A popular photo op and architectural landmark in Valencia, the Serranos Towers are included on most walking, biking, and Segway tours of the city. Once at the towers, visitors can tour the battlements or climb to the top for views over the Turia riverbed and Barrio del Carmen neighborhood. Sightseeing tours that include the Serranos Towers can be combined with a visit to the City of Arts and Sciences or a traditional Valencia paella dinner.
Things to Know Before You Go
- Offering one of the best views of Valencia, the Serranos Towers is a must for photographers.
- Wear comfortable shoes suitable for walking over uneven surfaces.
- Be prepared to climb about 50 steps (some without handrails) to reach the top of the towers; there is no elevator.
How to Get There
The towers are located just north of the city center and south of Turia Gardens. They’re reachable on foot from most parts of the Old City, or you can take the metro to Alameda Station. Alternatively, arrive as part of a tour that includes round-trip transport.
When to Get There
The towers are open to visitors Tuesday to Sunday. Plan to visit first thing in the morning or just before sunset to capture the best photographs of the surrounding city.
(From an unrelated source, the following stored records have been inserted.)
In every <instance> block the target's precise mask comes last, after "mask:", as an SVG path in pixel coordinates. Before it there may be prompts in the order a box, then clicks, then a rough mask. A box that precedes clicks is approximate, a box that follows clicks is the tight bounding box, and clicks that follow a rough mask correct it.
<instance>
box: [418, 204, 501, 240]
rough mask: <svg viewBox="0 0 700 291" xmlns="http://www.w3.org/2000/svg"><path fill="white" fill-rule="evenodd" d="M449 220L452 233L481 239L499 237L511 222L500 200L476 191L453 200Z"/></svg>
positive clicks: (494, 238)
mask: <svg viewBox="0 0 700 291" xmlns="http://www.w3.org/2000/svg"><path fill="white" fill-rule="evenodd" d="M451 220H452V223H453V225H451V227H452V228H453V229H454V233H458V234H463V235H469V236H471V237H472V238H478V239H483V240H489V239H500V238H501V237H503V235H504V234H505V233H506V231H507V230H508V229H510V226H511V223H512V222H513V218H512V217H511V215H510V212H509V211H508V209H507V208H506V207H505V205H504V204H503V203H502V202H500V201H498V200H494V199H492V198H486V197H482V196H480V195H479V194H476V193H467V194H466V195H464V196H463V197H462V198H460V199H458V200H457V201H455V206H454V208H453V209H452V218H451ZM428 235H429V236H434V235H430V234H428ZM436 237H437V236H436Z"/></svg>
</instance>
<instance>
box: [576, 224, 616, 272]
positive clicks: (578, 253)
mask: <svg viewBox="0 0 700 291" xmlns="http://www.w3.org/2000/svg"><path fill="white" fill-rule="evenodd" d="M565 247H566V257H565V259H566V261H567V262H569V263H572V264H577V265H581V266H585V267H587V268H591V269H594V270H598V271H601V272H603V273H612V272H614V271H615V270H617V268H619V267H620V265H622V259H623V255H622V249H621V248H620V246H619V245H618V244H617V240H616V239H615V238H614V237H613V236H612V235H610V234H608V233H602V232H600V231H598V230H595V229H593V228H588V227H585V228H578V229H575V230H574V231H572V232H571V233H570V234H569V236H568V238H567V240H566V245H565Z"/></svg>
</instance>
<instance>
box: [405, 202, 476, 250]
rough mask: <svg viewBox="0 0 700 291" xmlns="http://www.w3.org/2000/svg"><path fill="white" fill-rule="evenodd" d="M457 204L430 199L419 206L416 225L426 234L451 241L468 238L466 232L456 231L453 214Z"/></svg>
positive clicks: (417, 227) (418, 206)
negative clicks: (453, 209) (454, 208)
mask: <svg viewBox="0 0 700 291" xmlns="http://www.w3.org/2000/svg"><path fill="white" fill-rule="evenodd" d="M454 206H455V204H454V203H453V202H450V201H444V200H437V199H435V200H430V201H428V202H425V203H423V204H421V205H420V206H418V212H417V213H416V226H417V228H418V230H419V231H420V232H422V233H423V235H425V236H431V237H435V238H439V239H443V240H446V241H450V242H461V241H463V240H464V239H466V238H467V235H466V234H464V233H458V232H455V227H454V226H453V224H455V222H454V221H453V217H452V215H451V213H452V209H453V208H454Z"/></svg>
Things to Do Barrio del Carmen
The Serranos Towers are situated in Valencia’s Barrio del Carmen neighborhood within the Old City. While you’re in the area exploring the Old City gates, swing by the Mossen Sorell Market to shop for gourmet goods, grab a drink at one of the busy pubs in Plaza del Tossal, or visit one of several museums, such as the Museo del Siglo XIX, Valencian Museum of Ethnology, or the house-museum of painter José Benlliure.